Beth Hixson remembers that when her husband, Marc, drove her to the weed-choked, tumbledown 1950s rancher in Devon, “I would not get out of the car.”
It was 2009, and Marc had spotted the house online. With a rectangular acre lot, it would have room for a garden, patio, and outdoor play area for their growing family, which then included an infant, a toddler, and a dog. But Beth wanted to live on the Main Line, where she grew up.
“I saw in my head what the house could become,” Marc said.
With determination, he convinced Beth that his vision could become reality. And it did, although it took eight years for the 1,000-square-foot residence to more than quadruple in size and become the house they wanted.
After replacing siding, cutting back weeds, and painting, the Hixsons lived for the first four years in the original house with its warren of small rooms. There was no insulation, and the windows were old, so the place was cold and drafty. Beth’s family thought they were crazy for buying what her mother nicknamed “the sugar shack.”
Marc’s family was more understanding.

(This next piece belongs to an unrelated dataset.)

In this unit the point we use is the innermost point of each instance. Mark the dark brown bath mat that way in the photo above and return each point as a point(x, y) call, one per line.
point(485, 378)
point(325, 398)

His father was a contractor who had rebuilt a house in Media and inspired his son to do the same.
Renovations to the “sugar shack” were delayed by the birth of the couple’s second daughter and the launch of Marc’s consulting firm.
Finally, in 2013, the Hixsons hired Weaver Construction in Lancaster to initiate Phase I of Marc’s plan: an addition that included a great room, kitchen, mudroom, laundry, powder room, and two-car garage. Marc’s brother-in-law, Kevin McGinnis, designed the spacious kitchen and built the slate blue cabinetry there and in the mudroom. In 2015, a new basement was dug out with high ceilings to create an airy playroom for the children.
The Hixsons were able to remain in the house during early renovations, but when the roof was raised in February 2017, they had to decamp to an apartment with their three children and two dogs. Work was completed in August of that year. “I wanted it to be finished before school reopened,” Beth said.
A central staircase opens onto a TV lounge on the second-floor landing furnished with giant fur pillows and a latticed rope swing. There are two bedrooms and an adjoining bath for daughters Ainsley, 9, and Maeve, 7, and a bedroom and bath for son Chace, 10.
The master suite on the first floor features a bathroom with two vessel sinks. A former bedroom and bath became an office suite for Marc. The original kitchen space is another space for the children, Beth said.
New windows, insulation, heating, and air conditioning systems have been installed.
Attractive woods are used throughout the home, such as red oak floors, reclaimed barn-wood paneling in the basement, hemlock beams from Amish suppliers for the vaulted ceilings in the great room and second-floor landing, and cedar shake siding on the exterior of the house.
Early on, the Hixsons acquired a dining table fashioned from old barn beams and stained white. It seats 16. Nearby, ornately carved aqua doors flank one of the house’s three fireplaces.
To furnish the great room, Beth had assistance from neighbor Larina Kase, an interior designer. The women chose pale gray sofas and an area rug and two magenta upholstered armchairs. Kase introduced Beth to Merritt Gallery in Haverford, where Beth purchased several colorful expressionist portraits by Charles Dwyer.
Kase helped Ainsley choose a canopy bed draped in pink. Maeve’s headboard is festooned with pink flowers and birds. Aqua bird-printed wallpaper covers the ceiling. The same birds paper the powder room. Chace’s bedroom and Marc’s office are painted a deep blue. The Oriental rug in Marc’s office was pricey, “but he’s worth it,” Beth said.
The last phase of Marc’s plan, a brick patio and a winding brick pathway, was completed in 2017.
With the arrival of spring, the family can be outside, shooting balls into the basketball hoop or soccer net, swinging or sliding on the playground equipment, romping with the dogs, and gardening.
In nice weather, Marc, 42, and Beth, 39, have hosted parties for more than 100 guests, inviting family and friends who once doubted that Marc’s vision would ever become a reality.